Steve crosses his arms in part because he’s about to play offended, and in part as a safety precaution against doing anything stupid. They should have left the door open. “Money? That’s what it takes with you?”
Danny tosses his head left to right, unabashed. “A man’s gotta know what he’s worth.”
“A lot more than that,” Steve tells him, because he doesn’t even need to think about it – it’s the most basic truth imaginable.
Still, it gets Danny to look at him in a way that-
And then Danny jams his hands in the pockets of his slacks. “Keep that up, and I might have to rethink how easy I am.”

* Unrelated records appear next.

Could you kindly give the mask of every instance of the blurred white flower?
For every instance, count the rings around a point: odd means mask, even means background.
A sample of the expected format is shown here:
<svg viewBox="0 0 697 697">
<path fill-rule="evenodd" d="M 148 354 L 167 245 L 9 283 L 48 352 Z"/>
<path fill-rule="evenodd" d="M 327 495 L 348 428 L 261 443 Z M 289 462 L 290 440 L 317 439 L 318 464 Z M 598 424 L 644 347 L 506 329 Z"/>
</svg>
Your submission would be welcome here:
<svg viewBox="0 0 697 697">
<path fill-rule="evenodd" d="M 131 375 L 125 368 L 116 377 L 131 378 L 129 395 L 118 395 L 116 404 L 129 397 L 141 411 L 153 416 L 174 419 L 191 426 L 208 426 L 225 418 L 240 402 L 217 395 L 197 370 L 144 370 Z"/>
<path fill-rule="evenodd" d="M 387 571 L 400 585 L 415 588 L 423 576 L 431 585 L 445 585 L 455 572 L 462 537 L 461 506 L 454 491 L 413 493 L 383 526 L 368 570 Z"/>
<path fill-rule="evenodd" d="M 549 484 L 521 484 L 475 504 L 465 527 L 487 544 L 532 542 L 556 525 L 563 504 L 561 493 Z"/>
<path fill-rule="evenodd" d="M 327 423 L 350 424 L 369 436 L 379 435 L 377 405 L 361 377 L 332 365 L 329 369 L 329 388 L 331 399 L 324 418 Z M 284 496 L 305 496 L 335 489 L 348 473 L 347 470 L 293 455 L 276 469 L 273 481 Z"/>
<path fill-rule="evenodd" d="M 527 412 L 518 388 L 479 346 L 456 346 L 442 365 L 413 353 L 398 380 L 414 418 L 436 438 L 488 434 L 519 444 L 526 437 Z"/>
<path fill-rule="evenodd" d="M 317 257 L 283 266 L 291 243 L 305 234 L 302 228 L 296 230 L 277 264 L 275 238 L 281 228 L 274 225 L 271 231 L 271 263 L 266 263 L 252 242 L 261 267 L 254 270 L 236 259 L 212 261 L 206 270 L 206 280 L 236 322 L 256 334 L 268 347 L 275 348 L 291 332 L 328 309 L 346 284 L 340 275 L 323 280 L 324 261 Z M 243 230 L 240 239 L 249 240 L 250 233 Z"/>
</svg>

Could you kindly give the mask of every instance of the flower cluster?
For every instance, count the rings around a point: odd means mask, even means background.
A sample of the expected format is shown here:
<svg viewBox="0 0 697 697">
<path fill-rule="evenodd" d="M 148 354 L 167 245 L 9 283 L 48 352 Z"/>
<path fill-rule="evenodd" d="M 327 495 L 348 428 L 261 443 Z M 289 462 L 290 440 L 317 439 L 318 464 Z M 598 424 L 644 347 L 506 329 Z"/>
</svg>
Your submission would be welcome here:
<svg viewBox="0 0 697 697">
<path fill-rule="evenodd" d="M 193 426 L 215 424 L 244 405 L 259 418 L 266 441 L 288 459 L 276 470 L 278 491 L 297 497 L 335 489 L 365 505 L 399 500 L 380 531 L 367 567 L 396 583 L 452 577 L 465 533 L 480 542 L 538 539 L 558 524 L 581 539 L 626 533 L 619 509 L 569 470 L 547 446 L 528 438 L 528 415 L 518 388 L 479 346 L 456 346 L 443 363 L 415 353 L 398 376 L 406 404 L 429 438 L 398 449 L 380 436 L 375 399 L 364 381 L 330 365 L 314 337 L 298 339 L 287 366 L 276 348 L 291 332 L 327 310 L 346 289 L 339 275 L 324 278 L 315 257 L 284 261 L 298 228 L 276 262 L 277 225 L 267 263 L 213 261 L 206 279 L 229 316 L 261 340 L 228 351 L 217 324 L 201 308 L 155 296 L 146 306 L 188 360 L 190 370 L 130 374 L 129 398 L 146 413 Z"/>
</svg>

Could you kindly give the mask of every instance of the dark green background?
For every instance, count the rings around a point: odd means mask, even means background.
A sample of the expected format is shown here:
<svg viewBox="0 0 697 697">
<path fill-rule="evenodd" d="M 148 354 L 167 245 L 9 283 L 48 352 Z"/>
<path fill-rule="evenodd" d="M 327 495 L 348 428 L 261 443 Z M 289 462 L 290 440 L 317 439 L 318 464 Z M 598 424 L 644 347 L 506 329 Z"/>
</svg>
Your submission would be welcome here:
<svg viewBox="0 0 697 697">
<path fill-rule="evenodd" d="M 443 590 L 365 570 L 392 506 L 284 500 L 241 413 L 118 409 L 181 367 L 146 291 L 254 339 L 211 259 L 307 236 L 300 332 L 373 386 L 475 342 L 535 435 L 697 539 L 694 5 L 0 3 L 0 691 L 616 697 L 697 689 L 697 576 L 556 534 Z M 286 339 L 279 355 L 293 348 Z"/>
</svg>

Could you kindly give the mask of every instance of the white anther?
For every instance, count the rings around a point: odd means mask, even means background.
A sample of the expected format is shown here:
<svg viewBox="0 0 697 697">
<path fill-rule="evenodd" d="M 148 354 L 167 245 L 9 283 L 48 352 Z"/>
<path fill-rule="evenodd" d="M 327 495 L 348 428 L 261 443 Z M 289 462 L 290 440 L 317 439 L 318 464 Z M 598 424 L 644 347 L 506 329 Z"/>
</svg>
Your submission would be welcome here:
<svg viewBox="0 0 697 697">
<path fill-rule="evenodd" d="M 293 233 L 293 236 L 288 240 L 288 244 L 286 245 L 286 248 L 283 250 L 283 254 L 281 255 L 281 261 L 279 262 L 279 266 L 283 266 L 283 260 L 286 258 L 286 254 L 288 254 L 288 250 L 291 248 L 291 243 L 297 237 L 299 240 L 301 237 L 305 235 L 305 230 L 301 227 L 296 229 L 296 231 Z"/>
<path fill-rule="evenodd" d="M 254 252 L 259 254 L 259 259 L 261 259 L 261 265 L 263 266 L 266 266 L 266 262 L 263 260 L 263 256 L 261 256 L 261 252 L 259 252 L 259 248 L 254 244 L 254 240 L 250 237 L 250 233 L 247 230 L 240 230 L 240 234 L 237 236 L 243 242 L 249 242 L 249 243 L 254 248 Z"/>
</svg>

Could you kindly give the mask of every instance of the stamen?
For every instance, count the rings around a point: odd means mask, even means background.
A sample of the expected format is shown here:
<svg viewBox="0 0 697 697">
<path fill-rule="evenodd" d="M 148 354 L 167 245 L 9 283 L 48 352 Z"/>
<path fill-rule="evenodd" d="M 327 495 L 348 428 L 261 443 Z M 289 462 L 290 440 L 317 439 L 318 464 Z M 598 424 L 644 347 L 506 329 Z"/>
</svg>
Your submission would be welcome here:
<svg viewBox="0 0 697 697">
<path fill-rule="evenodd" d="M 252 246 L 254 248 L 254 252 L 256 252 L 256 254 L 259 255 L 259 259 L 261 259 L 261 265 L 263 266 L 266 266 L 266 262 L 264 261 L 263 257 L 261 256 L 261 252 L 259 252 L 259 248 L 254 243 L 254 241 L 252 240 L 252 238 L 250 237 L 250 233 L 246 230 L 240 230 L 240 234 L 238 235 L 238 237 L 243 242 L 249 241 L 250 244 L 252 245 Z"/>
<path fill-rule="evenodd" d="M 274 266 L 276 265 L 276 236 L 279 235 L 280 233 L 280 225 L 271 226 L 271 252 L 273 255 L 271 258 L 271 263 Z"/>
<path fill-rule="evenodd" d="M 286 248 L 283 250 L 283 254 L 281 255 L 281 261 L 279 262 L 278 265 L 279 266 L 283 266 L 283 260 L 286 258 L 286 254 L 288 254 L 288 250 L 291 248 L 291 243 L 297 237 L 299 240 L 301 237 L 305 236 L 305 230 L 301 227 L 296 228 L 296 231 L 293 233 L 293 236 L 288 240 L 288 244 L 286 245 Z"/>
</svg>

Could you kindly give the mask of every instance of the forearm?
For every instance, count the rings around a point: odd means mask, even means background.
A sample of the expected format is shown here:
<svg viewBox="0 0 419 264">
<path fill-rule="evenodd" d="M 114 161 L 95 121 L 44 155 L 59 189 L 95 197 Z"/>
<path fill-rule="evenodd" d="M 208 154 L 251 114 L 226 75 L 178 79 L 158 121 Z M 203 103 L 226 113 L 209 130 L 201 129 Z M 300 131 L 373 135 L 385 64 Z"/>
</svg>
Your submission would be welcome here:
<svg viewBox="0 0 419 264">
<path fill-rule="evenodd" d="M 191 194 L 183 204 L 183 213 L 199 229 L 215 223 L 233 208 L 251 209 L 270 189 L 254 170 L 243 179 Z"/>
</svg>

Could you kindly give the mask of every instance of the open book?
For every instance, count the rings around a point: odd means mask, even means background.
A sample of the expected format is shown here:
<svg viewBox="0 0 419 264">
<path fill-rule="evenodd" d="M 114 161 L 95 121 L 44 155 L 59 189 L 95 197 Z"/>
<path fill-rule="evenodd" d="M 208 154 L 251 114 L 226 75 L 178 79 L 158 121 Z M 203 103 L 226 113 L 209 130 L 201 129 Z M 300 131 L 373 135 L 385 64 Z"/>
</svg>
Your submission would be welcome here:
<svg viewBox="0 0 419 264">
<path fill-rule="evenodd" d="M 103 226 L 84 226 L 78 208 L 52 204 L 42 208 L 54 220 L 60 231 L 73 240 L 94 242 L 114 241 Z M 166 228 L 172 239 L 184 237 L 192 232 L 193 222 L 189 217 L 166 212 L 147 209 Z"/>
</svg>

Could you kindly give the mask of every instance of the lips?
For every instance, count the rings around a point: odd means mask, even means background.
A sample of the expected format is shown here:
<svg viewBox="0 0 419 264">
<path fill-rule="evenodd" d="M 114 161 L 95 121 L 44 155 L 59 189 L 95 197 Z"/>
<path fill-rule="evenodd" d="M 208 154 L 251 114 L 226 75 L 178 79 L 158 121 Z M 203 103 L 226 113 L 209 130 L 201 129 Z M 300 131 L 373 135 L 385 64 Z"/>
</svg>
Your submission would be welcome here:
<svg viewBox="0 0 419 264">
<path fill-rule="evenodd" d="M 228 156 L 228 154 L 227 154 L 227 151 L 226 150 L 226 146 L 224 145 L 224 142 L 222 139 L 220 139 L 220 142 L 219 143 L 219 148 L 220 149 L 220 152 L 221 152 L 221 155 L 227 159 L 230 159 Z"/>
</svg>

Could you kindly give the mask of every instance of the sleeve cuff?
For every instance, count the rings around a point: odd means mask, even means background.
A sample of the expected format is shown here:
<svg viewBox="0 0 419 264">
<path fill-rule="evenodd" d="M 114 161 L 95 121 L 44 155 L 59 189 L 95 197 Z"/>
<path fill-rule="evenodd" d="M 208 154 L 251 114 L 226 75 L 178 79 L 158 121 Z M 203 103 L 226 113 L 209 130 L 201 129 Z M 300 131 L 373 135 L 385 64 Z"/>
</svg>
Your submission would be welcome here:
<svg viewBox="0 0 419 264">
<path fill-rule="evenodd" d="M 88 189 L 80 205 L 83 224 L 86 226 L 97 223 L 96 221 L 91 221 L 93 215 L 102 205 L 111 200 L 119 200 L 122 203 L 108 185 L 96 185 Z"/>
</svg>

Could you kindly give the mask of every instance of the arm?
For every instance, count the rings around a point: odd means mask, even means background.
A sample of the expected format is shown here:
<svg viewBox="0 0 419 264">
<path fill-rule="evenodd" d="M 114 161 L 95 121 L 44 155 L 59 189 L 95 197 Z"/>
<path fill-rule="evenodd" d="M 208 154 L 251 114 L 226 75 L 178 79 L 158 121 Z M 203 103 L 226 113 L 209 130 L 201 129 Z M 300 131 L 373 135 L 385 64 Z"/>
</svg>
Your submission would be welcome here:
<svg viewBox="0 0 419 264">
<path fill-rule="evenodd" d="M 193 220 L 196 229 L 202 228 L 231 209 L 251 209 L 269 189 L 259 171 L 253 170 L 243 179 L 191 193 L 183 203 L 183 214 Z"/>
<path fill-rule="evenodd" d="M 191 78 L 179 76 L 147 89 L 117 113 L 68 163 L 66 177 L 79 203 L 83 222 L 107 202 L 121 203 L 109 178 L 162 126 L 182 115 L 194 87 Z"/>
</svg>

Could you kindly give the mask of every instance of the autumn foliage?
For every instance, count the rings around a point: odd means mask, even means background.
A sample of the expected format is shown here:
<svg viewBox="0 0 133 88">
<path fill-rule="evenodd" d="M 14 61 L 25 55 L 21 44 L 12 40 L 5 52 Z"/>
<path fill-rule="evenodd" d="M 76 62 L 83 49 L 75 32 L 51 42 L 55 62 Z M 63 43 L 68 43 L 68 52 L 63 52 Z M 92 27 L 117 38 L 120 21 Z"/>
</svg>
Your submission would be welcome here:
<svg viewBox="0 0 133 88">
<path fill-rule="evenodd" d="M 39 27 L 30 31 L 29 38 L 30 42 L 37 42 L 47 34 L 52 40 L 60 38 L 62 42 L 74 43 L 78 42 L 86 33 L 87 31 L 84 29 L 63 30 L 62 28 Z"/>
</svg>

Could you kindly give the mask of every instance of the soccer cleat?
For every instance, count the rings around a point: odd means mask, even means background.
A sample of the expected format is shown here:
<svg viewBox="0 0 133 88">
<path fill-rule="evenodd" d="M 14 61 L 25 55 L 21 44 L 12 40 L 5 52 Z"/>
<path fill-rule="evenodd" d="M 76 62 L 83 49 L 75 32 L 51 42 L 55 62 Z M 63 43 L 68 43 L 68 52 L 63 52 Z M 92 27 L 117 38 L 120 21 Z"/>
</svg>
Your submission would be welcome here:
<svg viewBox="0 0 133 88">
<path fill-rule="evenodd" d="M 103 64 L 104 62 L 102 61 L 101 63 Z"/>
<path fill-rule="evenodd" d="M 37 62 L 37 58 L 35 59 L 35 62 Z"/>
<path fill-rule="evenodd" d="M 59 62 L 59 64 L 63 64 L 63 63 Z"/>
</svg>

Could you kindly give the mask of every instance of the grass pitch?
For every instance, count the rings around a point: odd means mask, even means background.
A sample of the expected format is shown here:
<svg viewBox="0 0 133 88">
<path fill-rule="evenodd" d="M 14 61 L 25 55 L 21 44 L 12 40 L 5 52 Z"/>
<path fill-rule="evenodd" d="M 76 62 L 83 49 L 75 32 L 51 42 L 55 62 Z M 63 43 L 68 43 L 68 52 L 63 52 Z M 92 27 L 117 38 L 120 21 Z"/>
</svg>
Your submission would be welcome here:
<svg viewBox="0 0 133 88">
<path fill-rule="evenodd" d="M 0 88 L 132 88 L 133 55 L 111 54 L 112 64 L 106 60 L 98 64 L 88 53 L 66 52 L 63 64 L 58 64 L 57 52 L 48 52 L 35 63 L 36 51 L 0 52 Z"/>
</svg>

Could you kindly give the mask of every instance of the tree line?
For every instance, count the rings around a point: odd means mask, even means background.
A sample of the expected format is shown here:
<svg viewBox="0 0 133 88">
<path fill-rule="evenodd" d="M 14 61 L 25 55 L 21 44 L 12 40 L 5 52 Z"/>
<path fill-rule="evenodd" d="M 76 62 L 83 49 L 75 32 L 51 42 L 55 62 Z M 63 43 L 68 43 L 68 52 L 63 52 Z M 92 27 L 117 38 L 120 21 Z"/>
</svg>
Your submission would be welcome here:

Steve is just thinking that nothing has happened yet and for sure nothing is going to happen, because they’re at a crime scene and he’d need to fire himself if he ever crossed that line, but even so, just to take away temptation, they really should have left that door open – or for lack of that, maybe it’s time to open a window, because it’s kind of hot in here – when there’s a knock.
On the door. Right before it cracks open just enough for Kono to lean against the door jamb and stick her head inside. “So are you done with your sweet talk yet, or do you need me to give you another five minutes?”
The temperature doesn’t exactly plummet, but she’s definitely letting in a breeze. Steve nods at her in the most professional way he can muster. “Come in, Kono.”
“I have no idea what you’re talking about,” Danny claims, which is the sort of thing you can only ever say that confidently in response to a statement as innocuous as Kono’s if you know exactly what she was talking about.
It makes Kono grin while she steps into the room. “Really? So it’s alright if the boss buys me pizza, too?”
Danny gives a loose shrug. It’s his turn to pretend that fits. “If he wants to sleep on the couch, that’s his choice.”
Kono laughs, and Steve huffs and in vain tries to look like he has any regrets or doubts at all about promising Danny the power to say something like that, because it’s frankly embarrassing how strongly he leans the opposite way. “What have you got for us?” he asks Kono, and she tells them Max is downstairs with the body, ready to share his preliminary findings.
As they follow her through the open door, Steve thinks it might be a good time to finally tell Danny about the wardrobe drawer he emptied out for him three weeks ago. It was the day after the first time they nearly broke their necks trying to climb the stairs while kissing, and while even that knowledge could never cancel out Danny’s dread entirely, it will definitely make him one hell of a smug bastard for a little while.
So maybe Steve will tell him over pizza – or better yet, after.